Plus tôt ce mercredi, les législateurs de la Knesset ont approuvé en première lecture un projet de loi qui nécessiterait un appui spécial des deux tiers de l’assemblée, pour renvoyer toute partie de Jérusalem aux Palestiniens dans le cadre d’un futur accord de paix.

Après des heures de débats, et alors même que la Knesset a clôturé sa dernière session mercredi avant ses vacances d’été de trois mois, le projet de loi proposé par la députée Shuli Moalem-Refaeli, sous la bannière HaBayit Heyoudi, a pu dégager le plénum, avec 51 députés en sa faveur, contre 41 opposés au projet.

Shuli Moalem-Refaeli, députée du parti nationaliste orthodoxe HaBayit HaYehudi, devant la Knesset, le 31 octobre 2016. (Crédit :Yonatan Sindel/Flash90)
Shuli Moalem-Refaeli, députée du parti nationaliste orthodoxe HaBayit HaYehudi, devant la Knesset, le 31 octobre 2016. (Crédit :Yonatan Sindel/Flash90)

Le projet de loi, un amendement à la Loi fondamentale de Jérusalem, rendrait plus difficile pour un gouvernement de diviser la ville, en exigeant l’accord de 80 députés sur les 120 que compte l’assemblée pour soutenir l’abandon de toute partie de Jérusalem à la souveraineté d’une puissance étrangère.

« Ce projet de loi a été conçu pour protéger l’unité de Jérusalem face à l’échiquier politique de gauche », a déclaré Moezlem-Refaeli mercredi.

Il promet d’empêcher « la possibilité de concessions à Jérusalem, même de certaines parties [de la ville] », a-t-elle déclaré. « Jérusalem ne sera pas sur la table des négociations ».

À l’heure actuelle, la loi de Jérusalem, adoptée en 1980 et modifiée en 2000, stipule : « Aucune autorité stipulée dans la loi de l’État d’Israël ou de la municipalité de Jérusalem ne peut être transférée à titre permanent ou temporaire à un corps étranger, qu’il soit politique, gouvernemental ou à un tout autre type de corps étranger similaire « .

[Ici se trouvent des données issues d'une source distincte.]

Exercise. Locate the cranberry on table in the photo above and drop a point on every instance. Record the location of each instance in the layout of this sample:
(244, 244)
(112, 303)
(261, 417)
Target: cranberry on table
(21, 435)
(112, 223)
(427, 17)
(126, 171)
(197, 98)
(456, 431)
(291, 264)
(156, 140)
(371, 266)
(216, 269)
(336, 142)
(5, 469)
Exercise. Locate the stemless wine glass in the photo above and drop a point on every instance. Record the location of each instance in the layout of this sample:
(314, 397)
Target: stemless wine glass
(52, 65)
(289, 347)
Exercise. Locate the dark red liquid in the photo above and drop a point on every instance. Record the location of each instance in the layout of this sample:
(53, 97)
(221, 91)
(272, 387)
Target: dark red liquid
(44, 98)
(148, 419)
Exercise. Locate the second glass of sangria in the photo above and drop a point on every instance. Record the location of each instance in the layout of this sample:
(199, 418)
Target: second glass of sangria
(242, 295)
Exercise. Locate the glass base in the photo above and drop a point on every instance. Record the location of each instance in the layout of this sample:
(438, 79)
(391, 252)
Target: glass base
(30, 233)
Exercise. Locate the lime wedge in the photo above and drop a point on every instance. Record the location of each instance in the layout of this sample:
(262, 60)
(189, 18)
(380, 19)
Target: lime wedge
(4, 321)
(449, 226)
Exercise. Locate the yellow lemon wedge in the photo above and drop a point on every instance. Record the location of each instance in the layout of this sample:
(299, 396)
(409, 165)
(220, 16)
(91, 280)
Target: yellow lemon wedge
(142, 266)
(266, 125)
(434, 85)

Sans prévention particulière, la Loi fondamentale peut en effet être modifiée, en étant renversée, actuellement, à la majorité simple.

Le projet législatif doit encore passer deux lectures supplémentaires, et à cela s’ajoute, au moins, un autre comité de rédaction de la Knesset avant de devenir loi.

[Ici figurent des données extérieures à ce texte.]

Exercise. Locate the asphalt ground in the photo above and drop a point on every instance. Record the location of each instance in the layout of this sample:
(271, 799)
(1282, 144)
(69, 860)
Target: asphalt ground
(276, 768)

Le leader du parti HaBayit Hayehudi, Naftali Bennett, a présenté le plan au gouvernement, en rendant la division de Jérusalem «impossible».

Un porte-parole du parti nationaliste a déclaré le mois dernier que le projet de loi visait à renforcer la position du Premier ministre Benjamin Netanyahu vis-à-vis de la nouvelle administration du président américain, Donald Trump.

Au mois de mai, quelques heures avant que Trump n’arrive en Israël pour ce qui constituait son premier déplacement majeur à l’étranger en tant que président, Netanyahu avait déclaré que la souveraineté israélienne sur les lieux saints de Jérusalem n’était pas ouverte à la négociation, rappelant que la ville serait toujours la capitale d’Israël.

Trump a exprimé quant à lui son désir de parvenir à un accord de paix israélo-palestinien, qu’il a qualifié d’ «accord ultime».

Au cours des derniers mois, rappelons que l’organisme culturel des Nations Unies, l’UNESCO, avait adopté une série de résolutions visant à amoindrir ou nier le lien du peuple juif avec Jérusalem, désignant toujours Israël comme puissance occupante.